Nixology: A Practical guide to NixOS and flakes
"It works on my machine."
It is the most expensive sentence in software development. We have spent decades trying to fix it with version managers (nvm, pyenv, gvm), virtual environments (venv), and containers (Docker). But these are just bandages. Underneath, your operating system is still a mutable, fragile mess of global libraries and conflicting dependencies.
NixOS changes the paradigm.
It treats your entire operating system like a git commit. You declare the state you want in a text file, and Nix builds it. If it breaks? You revert to the previous "commit" in the boot menu. If you need to share a project? You share a file, and your colleague gets the exact same toolchain, bit-for-bit.
Why this guide?
Learning Nix is notoriously difficult. The learning curve is a vertical wall. The documentation is vast but often academic. The ecosystem is split between "legacy" commands (nix-env) and "modern" commands (nix flake). Tutorials often lead you down the wrong rabbit hole, teaching you methods that were deprecated three years ago.
Nixology is the pragmatic guide I wish I had.
This is not a deep dive into functional programming theory. This is a roadmap for developers who want to get work done. We take a "Flakes-First" approach, skipping the legacy confusion and going straight to the modern standard for reproducible builds.
The roadmap
We have broken this journey down into 9 core parts and several "Side Quests" for specific needs.
Phase 1: The Foundation
- 01 Philosophy Why do we need reproducible builds? The difference between the "Construction Site" (Linux) and the "Blueprint" (NixOS).
- 02 Installation Installing NixOS the right way. Understanding the Read-Only Store and the Safety Net (Generations).
- 03 Nix Language A crash course in Nix syntax. No theory, just the patterns you need to configure your system.
- 04 Configuration File Writing your first system blueprint. Managing users, packages, and unfree software.
- 05 Basic commands Survival tools. How to update, clean garbage, and use temporary shells.
Phase 2: The Modern Workflow (Flakes)
- 06 Flakes The turning point. Moving your config to Git and locking your dependencies for true reproducibility.
- 07 Nix commands Mastering the modern tools:
nix run,nix shell, andnix build. - 08 Development Environment The killer feature. Replacing Docker and NVM with project-specific development shells.
- 09 Useful Scripts Scripts and workflows to make managing NixOS fast and ergonomic.
Side Quests (Optional)
- SQ Understanding Derivations A peek under the hood at the atomic units of Nix.
- SQ Gaming on NixOS Setting up Steam, Nvidia drivers, and Proton-GE.
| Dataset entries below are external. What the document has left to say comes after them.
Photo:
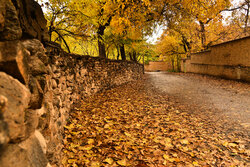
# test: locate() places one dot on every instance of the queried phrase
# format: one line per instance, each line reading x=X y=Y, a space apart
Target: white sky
x=159 y=29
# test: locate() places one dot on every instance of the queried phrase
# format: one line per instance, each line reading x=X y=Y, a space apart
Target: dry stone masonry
x=39 y=85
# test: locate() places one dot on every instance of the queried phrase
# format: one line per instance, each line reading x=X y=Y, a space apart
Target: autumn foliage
x=118 y=29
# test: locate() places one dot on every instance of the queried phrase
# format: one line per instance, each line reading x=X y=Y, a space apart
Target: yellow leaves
x=195 y=163
x=86 y=148
x=91 y=141
x=70 y=127
x=127 y=134
x=166 y=157
x=158 y=136
x=95 y=164
x=72 y=161
x=184 y=141
x=110 y=161
x=123 y=162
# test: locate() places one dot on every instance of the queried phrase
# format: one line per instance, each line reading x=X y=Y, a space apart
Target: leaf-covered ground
x=134 y=125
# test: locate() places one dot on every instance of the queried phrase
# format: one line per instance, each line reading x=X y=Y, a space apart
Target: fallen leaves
x=132 y=125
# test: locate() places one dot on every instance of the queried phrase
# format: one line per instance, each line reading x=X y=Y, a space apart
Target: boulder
x=35 y=146
x=37 y=67
x=36 y=49
x=31 y=122
x=14 y=60
x=26 y=154
x=10 y=28
x=3 y=125
x=14 y=155
x=36 y=94
x=18 y=97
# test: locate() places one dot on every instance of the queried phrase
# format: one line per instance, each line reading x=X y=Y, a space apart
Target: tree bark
x=203 y=35
x=122 y=50
x=101 y=45
x=134 y=56
x=247 y=16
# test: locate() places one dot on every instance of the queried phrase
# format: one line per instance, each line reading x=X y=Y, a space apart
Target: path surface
x=139 y=125
x=229 y=98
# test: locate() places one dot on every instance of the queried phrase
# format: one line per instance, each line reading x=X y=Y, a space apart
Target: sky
x=159 y=29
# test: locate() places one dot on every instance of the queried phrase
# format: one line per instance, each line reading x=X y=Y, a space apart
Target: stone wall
x=228 y=60
x=38 y=87
x=158 y=66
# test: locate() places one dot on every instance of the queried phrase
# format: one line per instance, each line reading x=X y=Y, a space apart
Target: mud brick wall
x=228 y=60
x=39 y=85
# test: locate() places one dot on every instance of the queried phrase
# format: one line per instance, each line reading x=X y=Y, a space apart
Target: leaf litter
x=134 y=125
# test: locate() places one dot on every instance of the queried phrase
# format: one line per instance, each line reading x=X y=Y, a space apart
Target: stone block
x=14 y=156
x=14 y=60
x=34 y=150
x=36 y=94
x=4 y=138
x=10 y=28
x=18 y=97
x=31 y=121
x=37 y=67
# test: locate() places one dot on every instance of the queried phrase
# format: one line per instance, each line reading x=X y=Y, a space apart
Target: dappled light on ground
x=134 y=125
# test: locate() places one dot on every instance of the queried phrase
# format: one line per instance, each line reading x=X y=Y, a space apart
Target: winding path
x=230 y=98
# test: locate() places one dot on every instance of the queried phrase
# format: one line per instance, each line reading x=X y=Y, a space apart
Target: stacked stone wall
x=228 y=60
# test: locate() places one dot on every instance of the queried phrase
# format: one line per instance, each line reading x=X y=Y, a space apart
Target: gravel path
x=228 y=98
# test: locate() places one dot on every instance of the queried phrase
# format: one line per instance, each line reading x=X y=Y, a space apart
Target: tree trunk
x=203 y=35
x=101 y=45
x=118 y=53
x=130 y=56
x=134 y=56
x=172 y=62
x=178 y=63
x=122 y=50
x=247 y=16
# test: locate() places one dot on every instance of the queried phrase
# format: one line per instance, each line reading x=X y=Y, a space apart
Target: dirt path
x=228 y=98
x=137 y=125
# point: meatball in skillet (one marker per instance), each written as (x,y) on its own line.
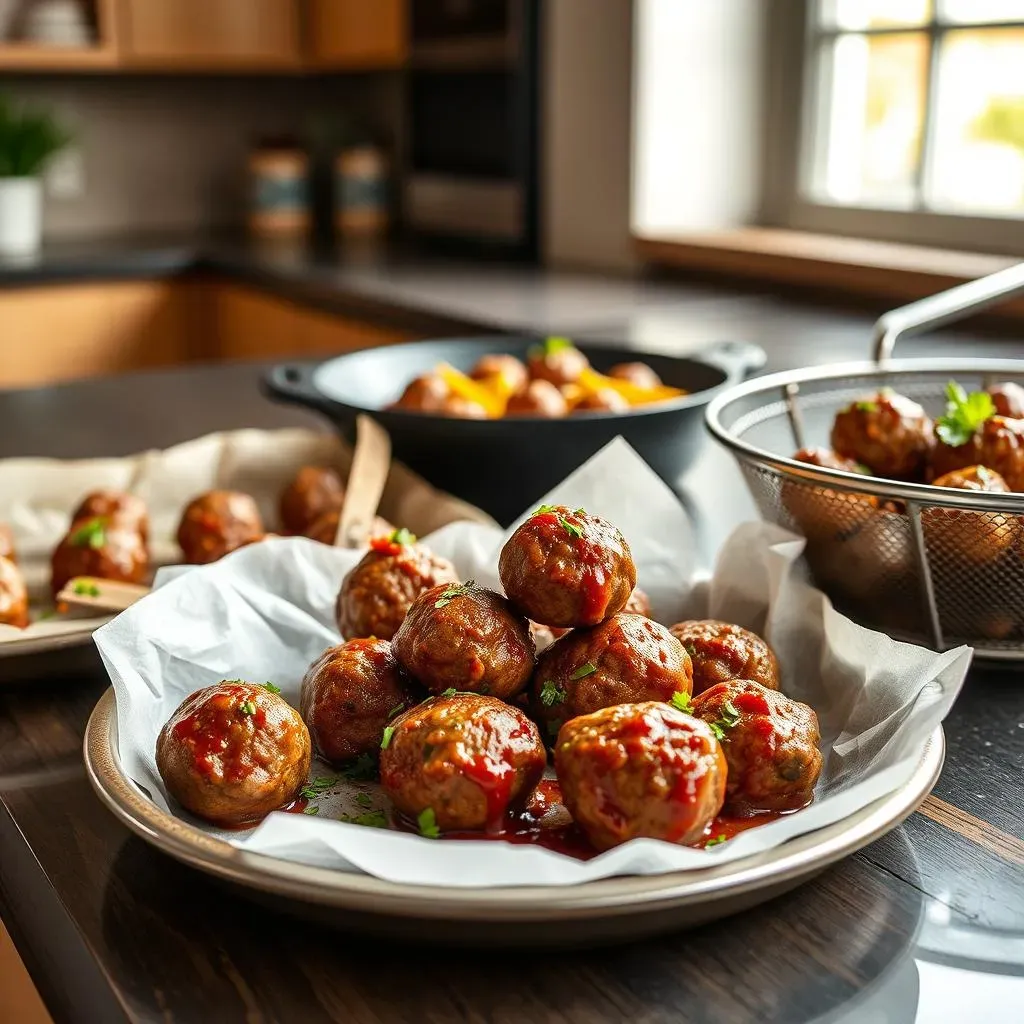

- SQ Virtualization in NixOS Docker, Podman, and KVM/Virt-Manager.
- SQ Home Manager Managing your dotfiles (
.zshrc,.vimrc) declaratively.
Who is this for?
This series is written for Software Engineers and Power Users. You don't need to be a Linux wizard, but you should be comfortable with a terminal. If you are tired of fragile systems and want to reclaim control over your computing environment, you are in the right place.